スローモーションのように彼女の髪の毛が私の横で揺れる。何かがこぼれ落ちていくような錯覚を覚える。私のオーガーンジーのバッスルドレスは陽光に煌めき、夏の輝きを体現したような最先端でありながら、明るい光に満ちている。
アンと名乗る美しい令嬢の着るドレスは、糊付けした目の荒いモスリン生地。ふわふわと広がる。腰からつけているシャトレーヌ型バッグの中には何が入っているか分からない。最高級品だと分かるシャンティレースの装飾があるのに、なぜか陰の気配を濃厚に漂わせて、彼女は物憂げな雰囲気で歩く。
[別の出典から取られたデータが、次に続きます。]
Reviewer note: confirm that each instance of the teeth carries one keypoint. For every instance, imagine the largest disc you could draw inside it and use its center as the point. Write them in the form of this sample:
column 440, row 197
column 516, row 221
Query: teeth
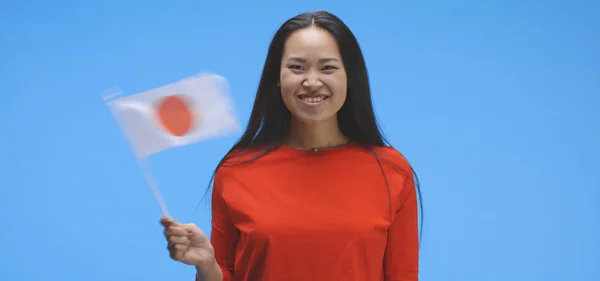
column 312, row 99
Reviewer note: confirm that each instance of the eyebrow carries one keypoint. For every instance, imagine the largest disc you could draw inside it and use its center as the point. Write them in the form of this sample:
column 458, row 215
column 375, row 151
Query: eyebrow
column 303, row 60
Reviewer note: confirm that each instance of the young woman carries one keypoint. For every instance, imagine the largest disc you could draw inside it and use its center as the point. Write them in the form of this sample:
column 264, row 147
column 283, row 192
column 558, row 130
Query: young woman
column 311, row 191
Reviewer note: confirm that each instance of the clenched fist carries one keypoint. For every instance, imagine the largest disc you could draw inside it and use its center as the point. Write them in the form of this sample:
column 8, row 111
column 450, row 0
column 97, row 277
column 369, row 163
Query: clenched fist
column 188, row 244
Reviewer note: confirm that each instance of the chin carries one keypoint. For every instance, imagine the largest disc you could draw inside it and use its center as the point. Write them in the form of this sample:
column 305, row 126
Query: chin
column 311, row 119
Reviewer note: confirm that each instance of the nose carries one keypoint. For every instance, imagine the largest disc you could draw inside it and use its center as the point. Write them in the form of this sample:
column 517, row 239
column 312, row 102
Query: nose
column 312, row 82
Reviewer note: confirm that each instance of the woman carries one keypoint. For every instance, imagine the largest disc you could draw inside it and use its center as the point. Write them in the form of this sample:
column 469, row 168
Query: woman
column 310, row 191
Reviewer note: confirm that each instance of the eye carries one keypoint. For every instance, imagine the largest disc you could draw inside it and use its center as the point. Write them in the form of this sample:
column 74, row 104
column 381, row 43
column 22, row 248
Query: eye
column 295, row 67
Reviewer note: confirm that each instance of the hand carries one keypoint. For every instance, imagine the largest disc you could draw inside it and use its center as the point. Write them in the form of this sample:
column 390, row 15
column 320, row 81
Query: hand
column 188, row 244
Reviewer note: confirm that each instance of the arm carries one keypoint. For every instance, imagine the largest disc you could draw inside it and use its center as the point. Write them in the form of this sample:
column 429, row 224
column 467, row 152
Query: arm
column 401, row 262
column 224, row 236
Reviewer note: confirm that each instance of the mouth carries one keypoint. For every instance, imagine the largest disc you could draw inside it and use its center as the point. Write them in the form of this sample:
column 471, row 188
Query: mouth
column 312, row 99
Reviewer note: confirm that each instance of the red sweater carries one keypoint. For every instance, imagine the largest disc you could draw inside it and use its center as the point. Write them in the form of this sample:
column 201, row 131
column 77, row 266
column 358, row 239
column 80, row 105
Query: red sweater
column 296, row 215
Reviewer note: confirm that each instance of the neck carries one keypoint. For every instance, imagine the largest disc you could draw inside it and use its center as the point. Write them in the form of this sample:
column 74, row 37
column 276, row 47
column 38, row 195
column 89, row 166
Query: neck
column 315, row 136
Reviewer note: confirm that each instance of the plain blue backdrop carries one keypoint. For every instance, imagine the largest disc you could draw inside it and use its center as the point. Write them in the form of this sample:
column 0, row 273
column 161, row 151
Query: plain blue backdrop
column 496, row 104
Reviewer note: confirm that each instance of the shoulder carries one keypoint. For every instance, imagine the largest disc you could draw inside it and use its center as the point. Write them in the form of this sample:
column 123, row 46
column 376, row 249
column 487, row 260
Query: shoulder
column 393, row 159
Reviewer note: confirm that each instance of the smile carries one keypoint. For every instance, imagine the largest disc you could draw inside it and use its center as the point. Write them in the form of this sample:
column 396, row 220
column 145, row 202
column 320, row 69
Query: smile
column 313, row 100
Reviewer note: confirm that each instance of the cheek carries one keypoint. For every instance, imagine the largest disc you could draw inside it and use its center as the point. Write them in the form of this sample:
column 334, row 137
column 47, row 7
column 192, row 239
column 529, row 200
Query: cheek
column 289, row 84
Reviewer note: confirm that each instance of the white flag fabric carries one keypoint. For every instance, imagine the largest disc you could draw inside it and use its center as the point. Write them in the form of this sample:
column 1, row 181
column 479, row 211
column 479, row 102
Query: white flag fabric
column 181, row 113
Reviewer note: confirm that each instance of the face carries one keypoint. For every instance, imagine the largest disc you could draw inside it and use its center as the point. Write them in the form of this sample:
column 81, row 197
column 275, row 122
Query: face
column 313, row 78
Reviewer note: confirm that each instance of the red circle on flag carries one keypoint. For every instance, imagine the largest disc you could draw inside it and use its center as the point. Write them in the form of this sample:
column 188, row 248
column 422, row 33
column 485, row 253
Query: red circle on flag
column 175, row 115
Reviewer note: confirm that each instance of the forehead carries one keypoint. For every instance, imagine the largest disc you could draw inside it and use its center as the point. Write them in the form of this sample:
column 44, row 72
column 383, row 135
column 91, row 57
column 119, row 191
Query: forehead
column 311, row 41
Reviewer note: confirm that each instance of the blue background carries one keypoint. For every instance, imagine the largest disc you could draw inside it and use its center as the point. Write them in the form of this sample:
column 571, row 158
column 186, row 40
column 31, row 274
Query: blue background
column 496, row 104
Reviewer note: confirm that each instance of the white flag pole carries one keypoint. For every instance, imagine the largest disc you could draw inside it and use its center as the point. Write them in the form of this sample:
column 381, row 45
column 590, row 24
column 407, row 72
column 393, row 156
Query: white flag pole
column 142, row 162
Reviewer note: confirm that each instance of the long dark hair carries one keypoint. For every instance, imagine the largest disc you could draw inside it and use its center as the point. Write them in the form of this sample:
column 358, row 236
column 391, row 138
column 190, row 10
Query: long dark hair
column 270, row 119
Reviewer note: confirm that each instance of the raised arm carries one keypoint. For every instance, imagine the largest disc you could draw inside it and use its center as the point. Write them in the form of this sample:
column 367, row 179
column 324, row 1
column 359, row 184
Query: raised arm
column 224, row 236
column 401, row 262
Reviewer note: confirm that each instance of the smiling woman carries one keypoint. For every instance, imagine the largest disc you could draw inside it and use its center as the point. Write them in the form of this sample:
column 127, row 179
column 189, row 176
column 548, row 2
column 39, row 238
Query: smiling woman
column 311, row 191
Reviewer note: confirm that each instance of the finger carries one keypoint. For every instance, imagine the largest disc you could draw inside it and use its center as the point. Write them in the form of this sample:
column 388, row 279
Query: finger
column 167, row 221
column 191, row 228
column 177, row 251
column 176, row 231
column 177, row 240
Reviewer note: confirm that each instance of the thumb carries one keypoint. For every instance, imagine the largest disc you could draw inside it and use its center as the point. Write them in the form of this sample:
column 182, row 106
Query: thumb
column 167, row 221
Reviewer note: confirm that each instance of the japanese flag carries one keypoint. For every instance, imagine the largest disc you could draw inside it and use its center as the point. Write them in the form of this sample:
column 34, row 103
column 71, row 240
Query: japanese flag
column 177, row 114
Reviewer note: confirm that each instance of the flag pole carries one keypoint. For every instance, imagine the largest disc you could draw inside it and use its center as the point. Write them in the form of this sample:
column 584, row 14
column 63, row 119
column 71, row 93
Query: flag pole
column 114, row 94
column 145, row 167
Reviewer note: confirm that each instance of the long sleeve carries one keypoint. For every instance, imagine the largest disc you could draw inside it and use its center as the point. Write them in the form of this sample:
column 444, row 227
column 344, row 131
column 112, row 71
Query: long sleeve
column 224, row 236
column 401, row 261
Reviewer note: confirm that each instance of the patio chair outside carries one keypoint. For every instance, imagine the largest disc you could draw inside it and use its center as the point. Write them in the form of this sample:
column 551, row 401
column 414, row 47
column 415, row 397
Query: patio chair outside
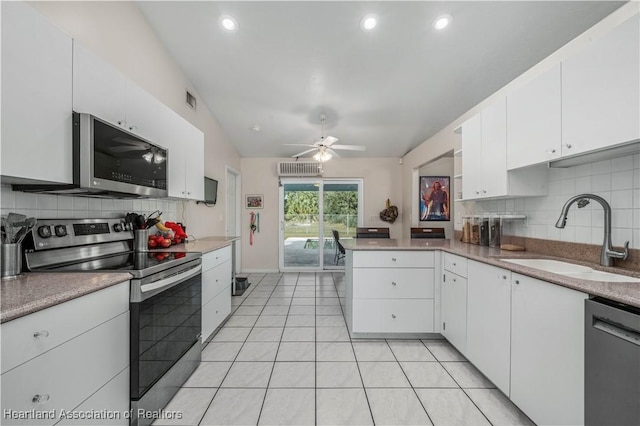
column 340, row 252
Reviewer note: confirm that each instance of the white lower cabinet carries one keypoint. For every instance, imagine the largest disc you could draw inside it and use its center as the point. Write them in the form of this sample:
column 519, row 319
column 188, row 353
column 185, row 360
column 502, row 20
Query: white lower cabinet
column 390, row 292
column 547, row 351
column 454, row 310
column 88, row 365
column 489, row 322
column 216, row 289
column 110, row 395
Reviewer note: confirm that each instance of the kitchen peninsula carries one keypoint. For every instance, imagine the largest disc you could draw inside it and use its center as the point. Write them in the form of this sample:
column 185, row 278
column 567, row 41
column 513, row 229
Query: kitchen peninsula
column 503, row 317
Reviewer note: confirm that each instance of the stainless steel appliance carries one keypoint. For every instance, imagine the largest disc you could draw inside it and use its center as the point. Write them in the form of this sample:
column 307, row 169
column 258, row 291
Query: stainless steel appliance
column 110, row 162
column 165, row 299
column 612, row 363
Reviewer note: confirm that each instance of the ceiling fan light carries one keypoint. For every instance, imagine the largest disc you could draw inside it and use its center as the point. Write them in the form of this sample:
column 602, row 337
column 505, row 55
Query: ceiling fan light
column 442, row 22
column 368, row 23
column 228, row 23
column 322, row 156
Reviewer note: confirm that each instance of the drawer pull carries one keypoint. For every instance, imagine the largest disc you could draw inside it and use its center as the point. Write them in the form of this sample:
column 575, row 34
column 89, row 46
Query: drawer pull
column 40, row 399
column 41, row 334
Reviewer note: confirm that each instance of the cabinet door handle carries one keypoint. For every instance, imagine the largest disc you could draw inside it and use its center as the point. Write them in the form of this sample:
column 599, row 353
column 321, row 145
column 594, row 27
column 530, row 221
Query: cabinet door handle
column 40, row 399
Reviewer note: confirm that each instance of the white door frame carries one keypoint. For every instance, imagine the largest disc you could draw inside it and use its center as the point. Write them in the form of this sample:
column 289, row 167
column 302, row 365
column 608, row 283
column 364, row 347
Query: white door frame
column 237, row 232
column 320, row 181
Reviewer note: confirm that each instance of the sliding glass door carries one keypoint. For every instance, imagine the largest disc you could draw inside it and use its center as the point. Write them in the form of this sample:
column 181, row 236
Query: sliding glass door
column 310, row 211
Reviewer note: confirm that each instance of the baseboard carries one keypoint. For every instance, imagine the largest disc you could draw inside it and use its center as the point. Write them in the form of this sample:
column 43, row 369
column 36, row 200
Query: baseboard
column 259, row 271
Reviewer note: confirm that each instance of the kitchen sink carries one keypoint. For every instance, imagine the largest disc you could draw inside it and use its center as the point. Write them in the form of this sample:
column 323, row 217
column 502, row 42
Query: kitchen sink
column 571, row 270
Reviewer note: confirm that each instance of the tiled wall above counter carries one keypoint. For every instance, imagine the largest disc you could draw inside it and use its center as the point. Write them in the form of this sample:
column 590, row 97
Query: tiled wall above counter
column 617, row 181
column 48, row 206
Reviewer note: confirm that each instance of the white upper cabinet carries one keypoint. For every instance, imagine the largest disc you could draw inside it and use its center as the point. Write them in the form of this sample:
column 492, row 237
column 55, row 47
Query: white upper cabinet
column 36, row 97
column 494, row 150
column 186, row 160
column 534, row 121
column 98, row 88
column 471, row 157
column 484, row 168
column 484, row 159
column 601, row 91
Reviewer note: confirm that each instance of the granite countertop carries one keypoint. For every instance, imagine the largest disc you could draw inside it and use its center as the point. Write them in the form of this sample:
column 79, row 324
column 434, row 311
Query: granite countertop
column 202, row 245
column 34, row 291
column 624, row 292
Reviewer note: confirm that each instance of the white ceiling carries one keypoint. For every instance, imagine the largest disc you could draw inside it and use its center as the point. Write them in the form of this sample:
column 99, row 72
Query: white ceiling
column 389, row 89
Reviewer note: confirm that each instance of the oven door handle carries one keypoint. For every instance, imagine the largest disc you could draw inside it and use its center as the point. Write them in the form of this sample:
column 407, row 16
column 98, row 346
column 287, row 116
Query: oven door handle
column 169, row 282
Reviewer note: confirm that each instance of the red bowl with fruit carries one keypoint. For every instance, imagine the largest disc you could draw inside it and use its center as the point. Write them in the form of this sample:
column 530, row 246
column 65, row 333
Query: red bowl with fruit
column 159, row 241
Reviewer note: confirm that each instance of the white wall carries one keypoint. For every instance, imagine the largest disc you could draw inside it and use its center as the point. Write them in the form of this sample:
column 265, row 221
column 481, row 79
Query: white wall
column 382, row 179
column 614, row 180
column 617, row 181
column 118, row 32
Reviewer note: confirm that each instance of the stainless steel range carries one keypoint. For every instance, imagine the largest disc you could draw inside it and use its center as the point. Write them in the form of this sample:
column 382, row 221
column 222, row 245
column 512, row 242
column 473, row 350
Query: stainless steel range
column 165, row 300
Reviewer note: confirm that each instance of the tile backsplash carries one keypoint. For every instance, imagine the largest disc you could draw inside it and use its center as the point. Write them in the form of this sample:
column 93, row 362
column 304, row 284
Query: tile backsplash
column 617, row 181
column 46, row 206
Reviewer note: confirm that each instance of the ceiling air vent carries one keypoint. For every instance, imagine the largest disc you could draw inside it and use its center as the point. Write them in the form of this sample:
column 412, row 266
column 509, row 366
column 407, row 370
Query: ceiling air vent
column 192, row 101
column 298, row 168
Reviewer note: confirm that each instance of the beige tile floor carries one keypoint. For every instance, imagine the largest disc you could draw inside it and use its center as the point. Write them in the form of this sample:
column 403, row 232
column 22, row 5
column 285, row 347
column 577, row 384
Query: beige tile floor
column 284, row 357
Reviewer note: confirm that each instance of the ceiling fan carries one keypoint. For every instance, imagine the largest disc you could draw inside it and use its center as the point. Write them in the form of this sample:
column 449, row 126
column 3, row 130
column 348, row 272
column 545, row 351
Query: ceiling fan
column 325, row 146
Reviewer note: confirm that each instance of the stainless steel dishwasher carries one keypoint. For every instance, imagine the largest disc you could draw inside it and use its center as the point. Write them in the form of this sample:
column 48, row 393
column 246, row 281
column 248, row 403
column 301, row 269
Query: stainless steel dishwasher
column 612, row 363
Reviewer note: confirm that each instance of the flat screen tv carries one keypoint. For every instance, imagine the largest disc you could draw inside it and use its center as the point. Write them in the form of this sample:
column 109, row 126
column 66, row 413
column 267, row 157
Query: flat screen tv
column 210, row 190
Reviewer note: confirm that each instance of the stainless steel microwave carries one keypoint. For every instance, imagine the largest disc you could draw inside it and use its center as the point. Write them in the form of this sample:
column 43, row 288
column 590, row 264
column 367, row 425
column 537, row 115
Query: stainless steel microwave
column 111, row 162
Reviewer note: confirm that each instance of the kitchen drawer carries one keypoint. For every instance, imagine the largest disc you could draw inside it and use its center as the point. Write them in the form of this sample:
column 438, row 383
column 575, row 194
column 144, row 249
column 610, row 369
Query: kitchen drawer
column 29, row 336
column 392, row 315
column 216, row 257
column 393, row 283
column 393, row 259
column 455, row 264
column 65, row 376
column 215, row 311
column 214, row 280
column 113, row 397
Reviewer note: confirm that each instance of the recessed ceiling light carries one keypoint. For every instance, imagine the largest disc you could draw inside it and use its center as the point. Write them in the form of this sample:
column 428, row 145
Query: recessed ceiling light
column 229, row 23
column 368, row 23
column 442, row 22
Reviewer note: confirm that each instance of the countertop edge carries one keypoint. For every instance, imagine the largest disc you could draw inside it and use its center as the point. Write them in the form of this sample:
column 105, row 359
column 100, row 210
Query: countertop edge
column 97, row 282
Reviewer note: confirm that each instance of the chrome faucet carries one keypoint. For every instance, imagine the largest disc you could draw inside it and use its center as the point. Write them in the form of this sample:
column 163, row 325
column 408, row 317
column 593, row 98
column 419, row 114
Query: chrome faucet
column 607, row 254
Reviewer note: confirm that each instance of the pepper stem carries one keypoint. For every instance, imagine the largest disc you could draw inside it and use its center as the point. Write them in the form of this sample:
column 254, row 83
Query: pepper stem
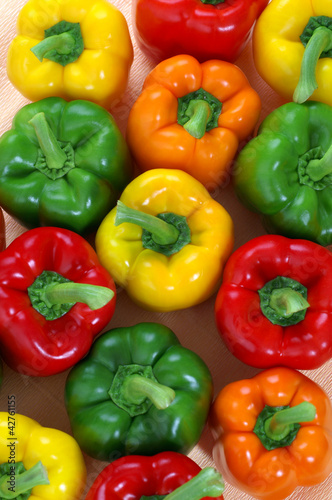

あの以前に、私の前に仁王立ちして洗濯物に火をつける魔力を発揮したパトリシアとは全く別人のように雰囲気が違った。
子供ができたというのは本当なのだろうか。
たとえそうでも、ショーンの子ではないだろう。
ロゼッタ飾りの真ん中に光る石を外したい。
生きるか死ぬかの戦いなのだ。
これは、最愛の恋の行く末が死という結末を、変えるためのやり直しだ。
夏の日差しにも関わらず、サルーンはひんやりとしていて、涼やかだった。ショーンがゆっくりと陳列された石の間を歩いた。私はアンと名乗る令嬢の手を取り、その後ろを歩いた。時々、ショーンがこちらを振り向いて、私たちの様子を確かめた。
19世紀末に農業不況が発生したために、経済成長が著しく鈍化した。1870年頃からだ。ヴィーラもその例に違わず、不況が蔓延して、生まれながらにして大富豪だった貴族たちが適応できずに没落していくだろう。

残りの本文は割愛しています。